Moody’s Jumps on Recession Bandwagon, by Wolf Richter

Make no mistake, the global economy is getting worse and is headed into a recession. Some parts of the world are already there, and the US is not going to be a safe haven. The following article highlights deterioration on multiple fronts. From Wolf Richter at wolfstreet.com:

These crazy days of ours, if you want to have confirmation the economy is sliding into trouble, look at stocks: for stock-market jockeys, crummy economic data indicates that the Fed won’t raise interest rates. And stocks jump.

Maybe not jump, exactly. But the S&P 500 rose 0.9% for the week, its third weekly gain in a row, following another decline in industrial production, weak retail sales propped up by autos and restaurants, falling wholesales and business sales, rising inventories, a lackluster employment report…. The word “recession” is floating around, and when it hits, stocks might make a big new high. That’s the twisted hope.
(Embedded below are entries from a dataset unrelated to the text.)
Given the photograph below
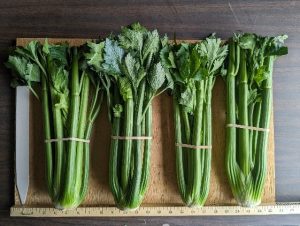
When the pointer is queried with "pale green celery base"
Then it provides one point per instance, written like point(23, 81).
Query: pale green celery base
point(64, 208)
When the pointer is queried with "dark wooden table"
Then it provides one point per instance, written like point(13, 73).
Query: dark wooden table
point(190, 19)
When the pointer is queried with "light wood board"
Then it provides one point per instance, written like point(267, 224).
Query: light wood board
point(162, 190)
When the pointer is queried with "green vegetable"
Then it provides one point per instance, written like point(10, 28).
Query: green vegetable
point(58, 76)
point(194, 68)
point(249, 103)
point(131, 70)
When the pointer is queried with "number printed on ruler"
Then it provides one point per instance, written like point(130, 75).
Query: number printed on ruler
point(279, 208)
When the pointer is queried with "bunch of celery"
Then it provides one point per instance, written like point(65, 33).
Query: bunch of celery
point(57, 75)
point(249, 103)
point(129, 68)
point(194, 68)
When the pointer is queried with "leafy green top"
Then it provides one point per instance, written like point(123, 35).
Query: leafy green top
point(130, 58)
point(189, 63)
point(259, 49)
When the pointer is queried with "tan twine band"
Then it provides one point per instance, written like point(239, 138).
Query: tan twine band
point(248, 127)
point(67, 139)
point(131, 138)
point(196, 147)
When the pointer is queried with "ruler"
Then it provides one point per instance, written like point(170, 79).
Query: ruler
point(275, 209)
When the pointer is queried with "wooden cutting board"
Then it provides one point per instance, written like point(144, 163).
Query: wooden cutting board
point(162, 190)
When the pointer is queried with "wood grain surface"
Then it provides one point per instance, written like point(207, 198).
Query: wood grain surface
point(190, 19)
point(163, 189)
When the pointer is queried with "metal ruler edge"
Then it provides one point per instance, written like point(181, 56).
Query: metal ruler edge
point(268, 209)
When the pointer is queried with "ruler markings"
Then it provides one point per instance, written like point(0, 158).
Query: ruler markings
point(292, 208)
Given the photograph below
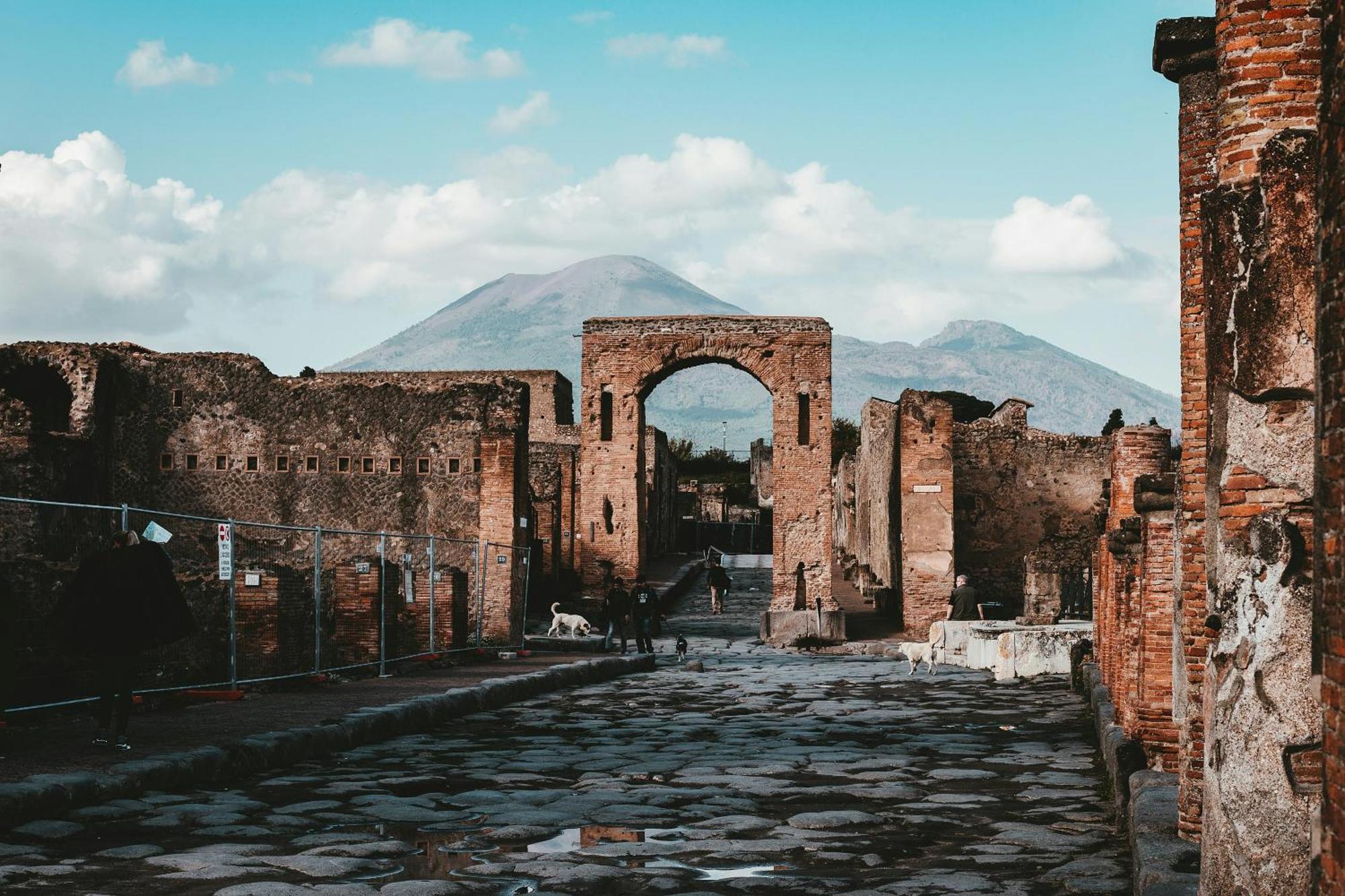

And now Moody’s has jumped on the recession-warning bandwagon too, with a logic of its own.

First, there’s credit: the spigot is getting turned off.

For the last three weeks, only one junk-rated company was able to issue bonds in the US. And just in the US: “This is shaping up to be the worst October for the worldwide issuance of high-yield bonds” since October 2011, wrote John Lonski, Chief Economist at Moody’s Capital Markets Research. He warns of “reduced access to financial capital.”

But unlike October 2011, when the euro debt crisis caused wild gyrations in the bond markets, which then recovered quickly, this time around, there might not be an easy recovery: average yields and spreads are still low in comparison to 2011, but the average expected default frequency (EDF) for US/Canadian junk-bond issuers, which was 3.85% in October 2011, is now a “much riskier” 5.20%.